Les demandeurs d’emploi profitent des gains intermédiaires, surtout en période de crise. Ces derniers pourraient constituer une aide bienvenue dans la situation actuelle.

Le gain intermédiaire, un instrument pour maîtriser la crise ?

Les demandeurs d’emploi plus jeunes sont ceux qui profitent le plus des gains intermédiaires. (Image: Keystone)

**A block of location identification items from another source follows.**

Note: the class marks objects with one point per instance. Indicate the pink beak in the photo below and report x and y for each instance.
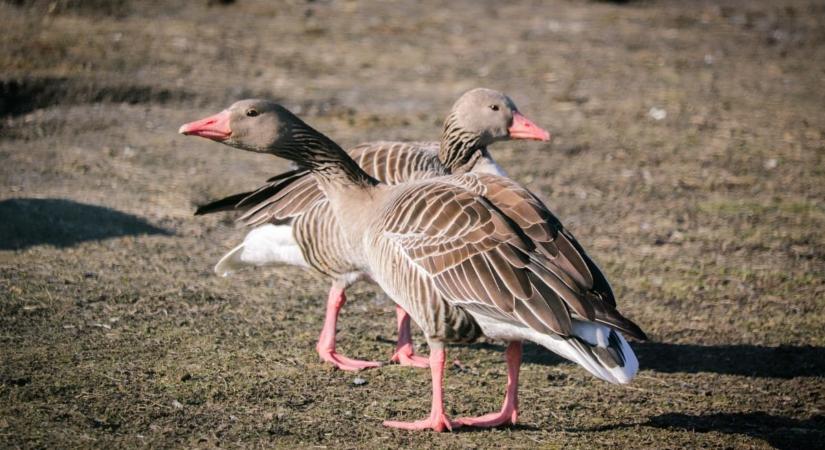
(213, 127)
(523, 128)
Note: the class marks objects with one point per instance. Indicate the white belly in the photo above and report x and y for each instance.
(265, 245)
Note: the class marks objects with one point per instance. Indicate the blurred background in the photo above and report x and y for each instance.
(688, 157)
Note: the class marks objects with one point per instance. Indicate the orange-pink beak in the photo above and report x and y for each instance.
(524, 128)
(214, 127)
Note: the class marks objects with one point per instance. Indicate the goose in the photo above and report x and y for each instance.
(294, 224)
(466, 255)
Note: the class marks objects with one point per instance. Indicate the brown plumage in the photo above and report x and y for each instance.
(464, 254)
(479, 118)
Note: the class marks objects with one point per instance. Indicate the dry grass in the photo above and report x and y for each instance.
(708, 222)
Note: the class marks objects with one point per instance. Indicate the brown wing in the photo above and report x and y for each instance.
(570, 271)
(497, 254)
(288, 195)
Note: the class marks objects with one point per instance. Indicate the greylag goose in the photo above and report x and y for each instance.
(294, 224)
(465, 255)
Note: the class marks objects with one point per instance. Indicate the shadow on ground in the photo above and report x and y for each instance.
(27, 222)
(745, 360)
(784, 433)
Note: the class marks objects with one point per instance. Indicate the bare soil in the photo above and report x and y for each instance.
(688, 157)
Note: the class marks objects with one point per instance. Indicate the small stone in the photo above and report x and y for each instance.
(657, 113)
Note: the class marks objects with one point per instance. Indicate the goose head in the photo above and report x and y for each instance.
(487, 116)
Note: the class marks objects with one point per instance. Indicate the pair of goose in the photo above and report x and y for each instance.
(460, 248)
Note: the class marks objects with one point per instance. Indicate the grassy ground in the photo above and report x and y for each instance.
(709, 221)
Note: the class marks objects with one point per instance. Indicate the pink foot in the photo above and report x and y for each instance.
(509, 412)
(436, 422)
(326, 342)
(344, 363)
(404, 354)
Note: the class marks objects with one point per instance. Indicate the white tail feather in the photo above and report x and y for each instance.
(594, 349)
(265, 245)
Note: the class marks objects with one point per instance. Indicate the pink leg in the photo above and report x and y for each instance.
(509, 412)
(326, 342)
(404, 353)
(437, 421)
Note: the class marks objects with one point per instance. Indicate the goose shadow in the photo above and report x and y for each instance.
(784, 433)
(27, 222)
(745, 360)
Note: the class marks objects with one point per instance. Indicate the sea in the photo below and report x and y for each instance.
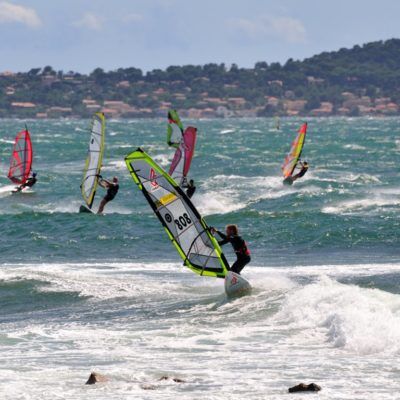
(108, 293)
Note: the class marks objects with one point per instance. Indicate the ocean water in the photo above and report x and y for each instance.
(82, 293)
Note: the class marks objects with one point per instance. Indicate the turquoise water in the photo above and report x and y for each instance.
(81, 292)
(346, 208)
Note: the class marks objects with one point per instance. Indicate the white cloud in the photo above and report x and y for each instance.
(14, 13)
(90, 21)
(289, 29)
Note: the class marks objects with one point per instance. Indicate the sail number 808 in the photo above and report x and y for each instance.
(182, 221)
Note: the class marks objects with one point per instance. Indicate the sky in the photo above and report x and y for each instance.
(149, 34)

On appelle gains intermédiaires tous les revenus provenant d’une activité lucrative que les chômeurs réalisent durant leur droit aux indemnités journalières de l’assurance-chômage (AC). Ces activités sont la plupart du temps de petits emplois sur appel limités dans le temps. Si le revenu est inférieur à l’indemnité de chômage, l’AC effectue des paiements compensatoires pendant une durée limitée. Les chômeurs touchent ainsi un revenu supérieur à celui qu’ils auraient obtenu sans gains intermédiaires, économisant leur droit aux indemnités de chômage et prolongeant leur période de cotisation pour l’AC.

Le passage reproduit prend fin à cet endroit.